Em um pequeno manual frequentemente dado a maçons recém-iniciados, encontramos uma elucidação valiosa sobre o significado da geometria:
“A geometria é uma ciência‘ exata ’. Não deixa nada ao acaso. Exceto por seus axiomas, ela pode provar tudo o que ensina. É precisa. É definitiva. Por meio dela, compramos e vendemos nossas terras, navegamos em nossos navios pelo oceano sem trilhas, prevemos eclipses e medimos o tempo. Toda a ciência se apóia na matemática, e a matemática é, em primeiro lugar, geometria, quer chamemos sua extensão de ‘trigonometria’ ou ‘cálculo diferencial’ ou qualquer outro nome. A geometria é o fato último que ganhamos de um universo intrigante ... Não há fatos definitivos dos quais a mente humana possa tomar conhecimento que sejam mais certos, mais fundamentais, do que os fatos da geometria. ”
Países Estrangeiros (1925) Carl H. Claudy
Um estudo da geometria sagrada começa com a experiência prática, a comissão de um ato geométrico de criação, utilizando apenas a régua para desenhar linhas e os compassos para desenhar arcos. Após o engajamento da mão e do olho, o mais básico dos axiomas geométricos pode ser fácil e intuitivamente compreendido pela mente. A familiaridade com os exercícios mais simples é logo seguida por um domínio cada vez maior dos princípios mais complexos. Um programa abrangente de estudo exigiria uma profunda contemplação das formas, padrões e proporções da geometria e seus significados, bem como a capacidade de aplicar o conhecimento da geometria em aplicações práticas de resolução de problemas e trabalho criativo.
Conforme rastreamos as manifestações da Geometria Sagrada ao longo da história e ao redor do mundo, vemos que ela é infinitamente adaptável e está em constante evolução. À medida que continuamos a nos recuperar dos destroços de eras passadas e as civilizações perderam novos conhecimentos e uma nova compreensão de nosso extraordinário patrimônio cultural, começamos a reconhecer que a geometria desempenhou um papel profundo em revelar os mistérios e segredos da natureza para a humanidade, inspirando nossos predecessores neste planeta para alcançar alturas gloriosas de criatividade, imitando os processos e harmonias fundamentais da Criação. À medida que a ciência moderna se torna cada vez mais proficiente em penetrar nos melhores recessos da Ordem das Naturezas, teremos a oportunidade de desenvolver aplicações novas e originais desta antiga Arte.

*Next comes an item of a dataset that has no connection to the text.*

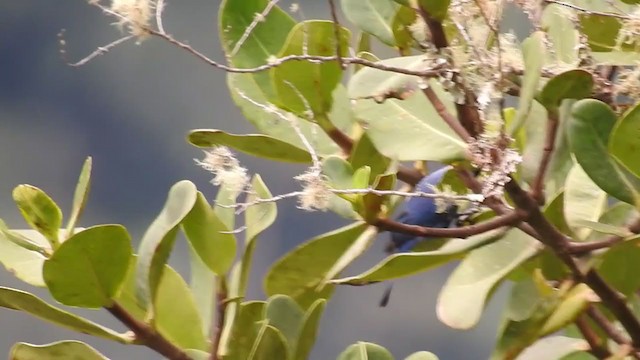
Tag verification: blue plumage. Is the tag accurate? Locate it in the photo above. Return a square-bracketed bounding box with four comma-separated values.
[380, 166, 458, 306]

É difícil transmitir o poder da Geometria Sagrada por meio da palavra escrita. É melhor experimentado em primeira mão através do processo de construção geométrica. Ao longo dos anos, tenho me empenhado em fornecer aos alunos a experiência da Geometria Sagrada, guiando-os a um lugar onde possam perceber por si próprios os padrões e formas que emergem sob a régua e os compassos. E, eu tentei mostrar-lhes exemplos das miríades de maneiras pelas quais a Geometria Sagrada tanto se esconde quanto se revela através dos reinos da Natureza, Arte, Arquitetura e Vida, e finalmente, sugerir a possibilidade de uma revitalização da Geometria Sagrada, que pode mais uma vez se tornar uma força para manifestar maior harmonia no mundo.